Not many cars debuting at the Frankfurt Motor Show these days have arrived at the event using their own power but the Mini Cooper SE is one of them.
Mini’s first mass-produced EV drove from BMW Group’s home in Munich to the exhibition grounds in Frankfurt/Main for its world premiere, covering 400 emissions-free kilometers (248 miles) in the process.
The Mini Cooper SE could not cover that distance using a single battery charge, however. The maximum driving range provided by the 32.6 kWh lithium-ion battery is 270 km (168 miles), so it had to stop along the way for a “refill.” The car “suggested” a fast charging station on the A3 motorway and that’s where driver Elena Eder, who is also the model’s project manager, chose to recharge the battery.
Replenishing the almost fully depleted battery to 80 percent of its total capacity took 35 minutes, extending the range with plenty of miles to cover the remaining distance to Frankfurt.

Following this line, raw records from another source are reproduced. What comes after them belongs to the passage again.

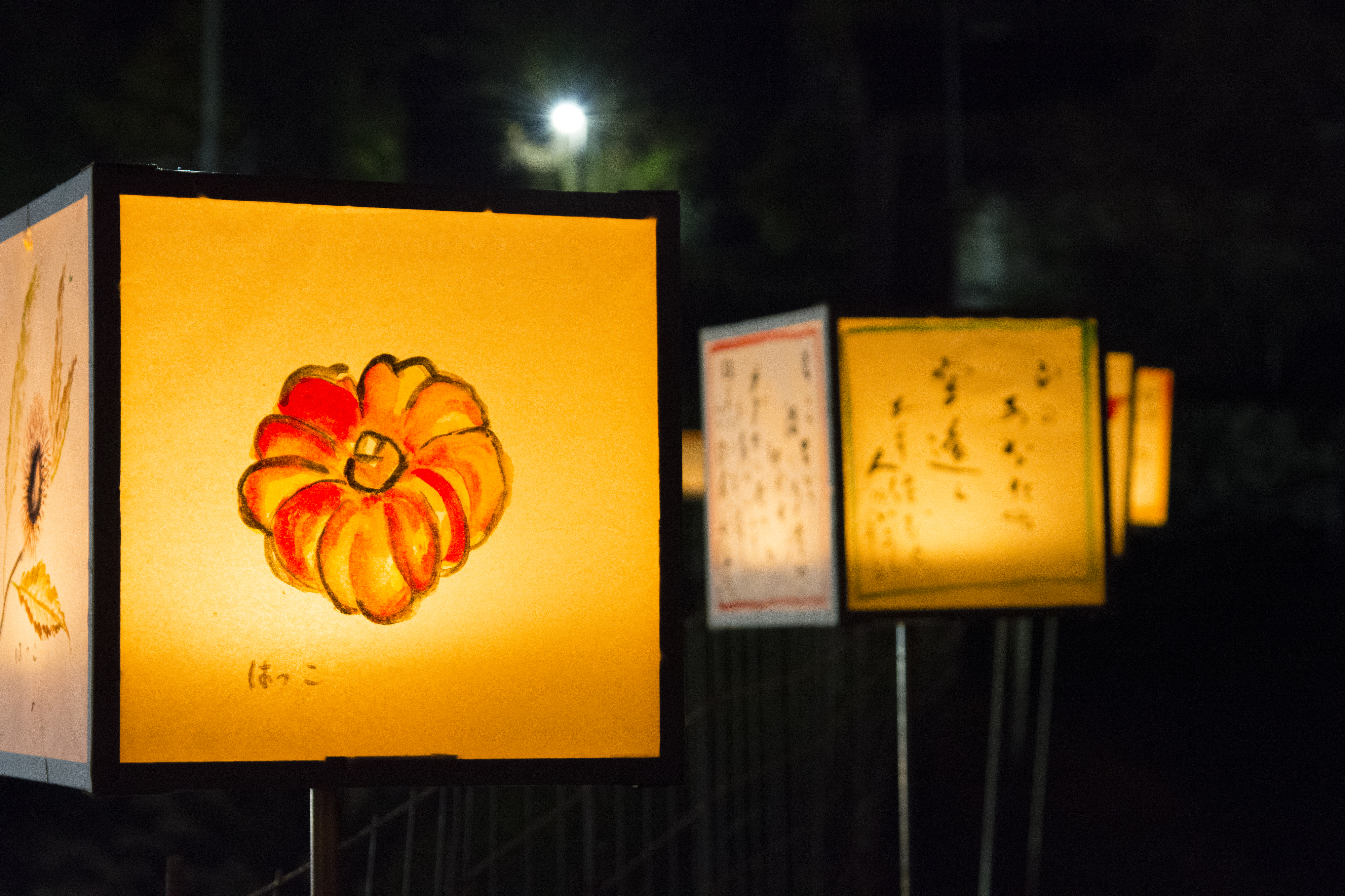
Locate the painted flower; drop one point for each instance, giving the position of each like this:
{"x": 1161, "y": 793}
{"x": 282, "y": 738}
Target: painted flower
{"x": 373, "y": 492}
{"x": 36, "y": 472}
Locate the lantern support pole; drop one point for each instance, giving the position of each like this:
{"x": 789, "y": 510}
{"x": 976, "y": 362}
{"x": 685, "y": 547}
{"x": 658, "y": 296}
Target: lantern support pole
{"x": 903, "y": 781}
{"x": 997, "y": 711}
{"x": 1039, "y": 763}
{"x": 322, "y": 841}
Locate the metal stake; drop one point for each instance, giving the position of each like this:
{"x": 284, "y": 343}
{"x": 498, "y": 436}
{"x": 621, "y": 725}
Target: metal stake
{"x": 322, "y": 841}
{"x": 903, "y": 781}
{"x": 1039, "y": 766}
{"x": 997, "y": 711}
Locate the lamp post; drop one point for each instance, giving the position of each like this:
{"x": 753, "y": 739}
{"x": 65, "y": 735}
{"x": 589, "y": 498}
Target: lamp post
{"x": 570, "y": 132}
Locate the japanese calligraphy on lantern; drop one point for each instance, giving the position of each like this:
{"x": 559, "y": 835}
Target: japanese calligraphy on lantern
{"x": 771, "y": 559}
{"x": 1152, "y": 447}
{"x": 972, "y": 461}
{"x": 1121, "y": 369}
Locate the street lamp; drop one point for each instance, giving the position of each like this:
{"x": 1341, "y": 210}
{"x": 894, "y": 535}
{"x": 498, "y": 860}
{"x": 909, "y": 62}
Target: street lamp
{"x": 570, "y": 130}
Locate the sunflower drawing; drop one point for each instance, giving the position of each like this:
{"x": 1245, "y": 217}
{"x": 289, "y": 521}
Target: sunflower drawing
{"x": 33, "y": 455}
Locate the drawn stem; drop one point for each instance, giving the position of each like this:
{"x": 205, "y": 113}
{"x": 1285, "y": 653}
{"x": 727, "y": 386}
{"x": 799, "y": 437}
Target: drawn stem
{"x": 5, "y": 605}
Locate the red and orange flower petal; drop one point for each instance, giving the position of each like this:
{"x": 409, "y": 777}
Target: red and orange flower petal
{"x": 449, "y": 511}
{"x": 282, "y": 436}
{"x": 299, "y": 525}
{"x": 268, "y": 484}
{"x": 332, "y": 407}
{"x": 439, "y": 408}
{"x": 415, "y": 533}
{"x": 474, "y": 462}
{"x": 358, "y": 564}
{"x": 379, "y": 389}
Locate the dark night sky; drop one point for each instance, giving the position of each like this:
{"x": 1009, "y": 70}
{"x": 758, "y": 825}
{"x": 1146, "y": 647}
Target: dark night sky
{"x": 1175, "y": 169}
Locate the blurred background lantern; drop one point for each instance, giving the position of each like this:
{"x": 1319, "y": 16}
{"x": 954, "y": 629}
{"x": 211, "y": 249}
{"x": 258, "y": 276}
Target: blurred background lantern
{"x": 972, "y": 463}
{"x": 1121, "y": 373}
{"x": 771, "y": 555}
{"x": 1152, "y": 447}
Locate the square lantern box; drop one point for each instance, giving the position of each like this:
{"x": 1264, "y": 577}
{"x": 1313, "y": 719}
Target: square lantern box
{"x": 338, "y": 485}
{"x": 972, "y": 459}
{"x": 771, "y": 555}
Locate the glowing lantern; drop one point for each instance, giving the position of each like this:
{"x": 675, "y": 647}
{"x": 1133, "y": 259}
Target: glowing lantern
{"x": 769, "y": 461}
{"x": 1152, "y": 447}
{"x": 338, "y": 485}
{"x": 1120, "y": 378}
{"x": 972, "y": 462}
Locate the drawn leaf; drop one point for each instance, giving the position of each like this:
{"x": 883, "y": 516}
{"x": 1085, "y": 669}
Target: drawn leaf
{"x": 21, "y": 373}
{"x": 40, "y": 601}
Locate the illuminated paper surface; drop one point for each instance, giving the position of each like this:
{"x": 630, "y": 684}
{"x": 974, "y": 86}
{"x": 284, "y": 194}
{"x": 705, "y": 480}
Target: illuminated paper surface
{"x": 771, "y": 559}
{"x": 545, "y": 644}
{"x": 972, "y": 462}
{"x": 45, "y": 362}
{"x": 1121, "y": 373}
{"x": 1152, "y": 463}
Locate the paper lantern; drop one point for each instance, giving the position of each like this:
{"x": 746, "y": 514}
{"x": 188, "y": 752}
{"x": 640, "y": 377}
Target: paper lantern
{"x": 1121, "y": 369}
{"x": 1152, "y": 447}
{"x": 338, "y": 484}
{"x": 972, "y": 463}
{"x": 771, "y": 559}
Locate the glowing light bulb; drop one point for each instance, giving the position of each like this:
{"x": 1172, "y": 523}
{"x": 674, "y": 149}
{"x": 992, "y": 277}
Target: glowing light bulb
{"x": 570, "y": 119}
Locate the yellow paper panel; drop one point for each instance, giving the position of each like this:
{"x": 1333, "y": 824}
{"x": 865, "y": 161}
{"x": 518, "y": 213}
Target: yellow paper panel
{"x": 1153, "y": 442}
{"x": 45, "y": 361}
{"x": 1121, "y": 373}
{"x": 972, "y": 459}
{"x": 545, "y": 642}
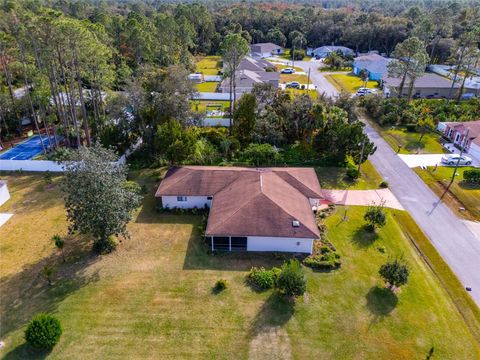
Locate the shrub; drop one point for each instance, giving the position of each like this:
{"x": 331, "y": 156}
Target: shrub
{"x": 472, "y": 176}
{"x": 221, "y": 285}
{"x": 353, "y": 173}
{"x": 262, "y": 278}
{"x": 384, "y": 184}
{"x": 411, "y": 127}
{"x": 395, "y": 273}
{"x": 291, "y": 280}
{"x": 375, "y": 217}
{"x": 43, "y": 331}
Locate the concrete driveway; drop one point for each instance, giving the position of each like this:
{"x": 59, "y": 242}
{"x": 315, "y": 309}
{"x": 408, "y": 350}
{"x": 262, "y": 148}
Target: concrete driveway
{"x": 414, "y": 160}
{"x": 363, "y": 197}
{"x": 458, "y": 243}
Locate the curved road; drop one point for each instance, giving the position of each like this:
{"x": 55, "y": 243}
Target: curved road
{"x": 455, "y": 242}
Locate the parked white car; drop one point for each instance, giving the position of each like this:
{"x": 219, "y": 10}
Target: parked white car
{"x": 453, "y": 159}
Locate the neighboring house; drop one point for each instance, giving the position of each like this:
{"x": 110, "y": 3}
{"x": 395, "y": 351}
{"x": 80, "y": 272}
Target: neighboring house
{"x": 267, "y": 209}
{"x": 456, "y": 132}
{"x": 376, "y": 66}
{"x": 4, "y": 194}
{"x": 324, "y": 51}
{"x": 431, "y": 86}
{"x": 249, "y": 72}
{"x": 263, "y": 50}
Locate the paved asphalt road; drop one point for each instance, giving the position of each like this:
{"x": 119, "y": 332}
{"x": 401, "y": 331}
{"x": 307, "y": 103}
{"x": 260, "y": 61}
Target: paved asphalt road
{"x": 455, "y": 242}
{"x": 318, "y": 78}
{"x": 459, "y": 247}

As you can imagine, Eder did not exploit the car’s 150 km/h (93 mph) maximum speed that much in order to extend the range. Finally, the Cooper SE rolled into Hall 11 of the Frankfurt exhibition center with sufficient charge still in its battery pack.
“Urban mobility is certainly the greatest strength of the Mini Cooper SE. But that doesn’t mean that electric driving fun is only suitable for short distances,” says project manager Eder. “The Mini Cooper SE can easily cope with lengthier journeys thanks to the option of using DC fast charging stations with a charging capacity of up to 50 kilowatts. A lunch break is all it takes to recharge,” she added.
The Mini Cooper SE will enter production at the Oxford plant in the UK in November 2019, with worldwide deliveries to follow shortly after. The electric city car is priced from £24,400 in the UK (including the £3,500 Plug-in Car Grant) and €32,500 in Germany (including taxes).